Human neocortical tissue cultures were prepared as recently described19,37,72. In brief, damaged tissue was dissected away from the tissue block in a preparation medium containing Hibernate medium supplemented with 13 mM Glucose and 30 mM NMDG. About 300-μm-thick coronal tissue sections were generated using a vibratome (VT1200, Leica Biosystems, Germany) and incubated in preparation medium for 10 min before plating. Three to four sections were gathered per insert, the transfer of which was facilitated by a fire-polished wide mouth glass pipette. Tissue sections were cultured in a growth medium containing Neurobasal (l-Glutamine) supplemented with 2% serum-free B-27, 2% Anti-Anti, 10 mM Glucose, 1 mM MgSO4, and 1 mM Glutamax, at 5% CO2 and 37 °C. Culture medium was replaced 24 h post-plating, and every 48 h thereafter.

Chemical depletion of microglia from tissue cultures

Selective depletion of the myeloid cell compartment of human neocortical sections was performed by supplementing the growth medium with 50 µM of Clodronate (D4434, MilliporeSigma, St. Louis, MO, USA) for 24 h and 11 µM for the next 48 h.

Tumor/T-cell inoculation into tissue cultures

ZsGreen tagged BTSC#233 cell lines were cultured as previously described by us37,72. Post trypsinization, a centrifugation step was performed, following which the cells were harvested and suspended in MEM media at a concentration of 20,000 cells/µl. inoculate Cultured tissue sections were inoculated with 1 µl of tumor cells using a 10 µl Hamilton syringe, and further cultured as required. Matched peripheral blood samples were collected from the cortical tissue donors. Peripheral T-cells were isolated using the same MACSxpress® Whole Blood Pan T-Cell Isolation Kit (Miltenyi Biotech, Bergisch-Gladbach, Germany) and erythrocytes were eliminated from the suspension using ACK-lysis buffer (Thermo Fisher Scientific, Carlsbad, USA). T-cells were then fluorescently tagged using the CellTraceTM Far Red Cell Proliferation kit (C34564, Thermo Fisher Scientific, Carlsbad, USA) prior to inoculation. Endogenous IL-10 receptor expressed on T-cells were blocked using anti-IL10 neutralizing antibody (ab34843, Abcam, Cambridge, UK) at a concentration of 5 µg/ml for 1 h at 37 °C. Both naïve and neutralized T-cells (40,000 cells/µl) were inoculated into tissue sections and cultured for 48 h.

Cytokine quantification

A multi-analyte enzyme-linked immunosorbent assay (ELISA; MEH-003A, Qiagen, Venlo, Netherlands) was used to measure cytokine concentrations of IL2, IL-10, IL-13, and IFN-gamma in the cell culture medium 48 h after T-cell inoculation. Absorbance was determined using a multimode plate reader (Tecan Infinite® 200, Tecan, Männedorf, Switzerland).

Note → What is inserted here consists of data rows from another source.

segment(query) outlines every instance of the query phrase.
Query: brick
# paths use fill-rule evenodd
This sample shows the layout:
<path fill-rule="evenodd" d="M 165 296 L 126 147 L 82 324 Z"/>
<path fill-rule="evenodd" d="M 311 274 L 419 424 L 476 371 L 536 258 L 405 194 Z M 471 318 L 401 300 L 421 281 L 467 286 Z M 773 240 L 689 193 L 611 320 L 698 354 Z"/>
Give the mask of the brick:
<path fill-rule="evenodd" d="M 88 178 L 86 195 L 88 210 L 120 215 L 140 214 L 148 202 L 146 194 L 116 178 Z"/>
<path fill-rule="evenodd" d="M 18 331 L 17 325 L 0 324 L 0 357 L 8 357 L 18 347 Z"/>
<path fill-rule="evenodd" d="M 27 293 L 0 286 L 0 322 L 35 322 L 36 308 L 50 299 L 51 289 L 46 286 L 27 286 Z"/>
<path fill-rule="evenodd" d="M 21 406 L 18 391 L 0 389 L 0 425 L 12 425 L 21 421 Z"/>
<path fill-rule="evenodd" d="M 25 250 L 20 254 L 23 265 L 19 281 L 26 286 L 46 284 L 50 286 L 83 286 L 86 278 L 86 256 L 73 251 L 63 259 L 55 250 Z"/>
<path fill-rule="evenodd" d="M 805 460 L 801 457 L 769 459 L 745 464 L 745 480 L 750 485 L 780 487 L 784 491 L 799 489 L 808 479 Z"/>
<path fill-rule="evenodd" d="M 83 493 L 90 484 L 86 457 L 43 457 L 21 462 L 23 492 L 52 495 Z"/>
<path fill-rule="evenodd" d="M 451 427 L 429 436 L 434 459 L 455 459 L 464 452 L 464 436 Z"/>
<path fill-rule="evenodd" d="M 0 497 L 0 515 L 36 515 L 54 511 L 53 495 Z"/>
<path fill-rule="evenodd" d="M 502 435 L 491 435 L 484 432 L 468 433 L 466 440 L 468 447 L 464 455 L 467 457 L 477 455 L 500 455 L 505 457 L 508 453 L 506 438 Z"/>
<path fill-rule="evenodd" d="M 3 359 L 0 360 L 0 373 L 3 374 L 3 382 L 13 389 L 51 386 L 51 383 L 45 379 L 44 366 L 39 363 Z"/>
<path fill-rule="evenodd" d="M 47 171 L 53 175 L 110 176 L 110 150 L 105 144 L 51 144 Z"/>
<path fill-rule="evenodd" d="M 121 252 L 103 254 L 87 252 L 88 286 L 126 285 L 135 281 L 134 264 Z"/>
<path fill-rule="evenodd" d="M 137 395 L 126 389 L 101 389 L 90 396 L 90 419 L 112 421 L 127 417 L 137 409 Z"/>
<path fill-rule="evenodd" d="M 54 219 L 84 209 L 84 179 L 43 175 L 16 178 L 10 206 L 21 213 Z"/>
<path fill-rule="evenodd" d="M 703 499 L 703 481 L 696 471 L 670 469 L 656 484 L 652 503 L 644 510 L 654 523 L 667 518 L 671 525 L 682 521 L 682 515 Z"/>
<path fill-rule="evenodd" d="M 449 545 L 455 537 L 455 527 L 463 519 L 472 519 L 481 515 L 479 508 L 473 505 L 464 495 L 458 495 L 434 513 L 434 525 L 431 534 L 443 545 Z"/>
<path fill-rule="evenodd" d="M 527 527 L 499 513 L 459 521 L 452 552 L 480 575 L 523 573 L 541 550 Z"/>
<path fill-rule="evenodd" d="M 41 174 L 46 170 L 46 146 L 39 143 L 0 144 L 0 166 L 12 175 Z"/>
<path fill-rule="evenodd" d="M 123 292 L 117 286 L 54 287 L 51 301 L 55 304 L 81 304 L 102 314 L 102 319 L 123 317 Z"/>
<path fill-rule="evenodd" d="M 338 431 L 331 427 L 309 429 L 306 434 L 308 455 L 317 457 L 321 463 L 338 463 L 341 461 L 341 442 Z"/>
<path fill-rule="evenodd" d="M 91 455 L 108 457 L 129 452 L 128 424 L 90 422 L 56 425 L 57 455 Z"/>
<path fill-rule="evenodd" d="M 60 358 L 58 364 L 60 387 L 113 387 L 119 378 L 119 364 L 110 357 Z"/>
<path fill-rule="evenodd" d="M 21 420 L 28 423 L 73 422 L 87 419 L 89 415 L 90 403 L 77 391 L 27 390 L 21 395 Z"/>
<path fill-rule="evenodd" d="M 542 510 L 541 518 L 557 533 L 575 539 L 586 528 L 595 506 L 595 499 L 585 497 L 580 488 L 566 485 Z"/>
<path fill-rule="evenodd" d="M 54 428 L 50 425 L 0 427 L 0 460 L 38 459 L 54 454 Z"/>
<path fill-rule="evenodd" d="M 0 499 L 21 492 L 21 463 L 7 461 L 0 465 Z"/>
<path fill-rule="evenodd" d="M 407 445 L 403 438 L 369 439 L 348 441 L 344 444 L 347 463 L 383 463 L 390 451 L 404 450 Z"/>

Treatment of patients with JAK-inhibitor

A patient with a recurrent glioblastoma was treated with a daily dose of 40 mg Ruxolitinib for 4 weeks as neoadjuvant therapy. Pretreatment, tumor progress was confirmed by biopsy. After 4 weeks, the patient underwent a resective surgery along with adjuvant Temozolomide therapy.

Reporting Summary

Further information on research design is available in the Nature Research Reporting Summary linked to this article.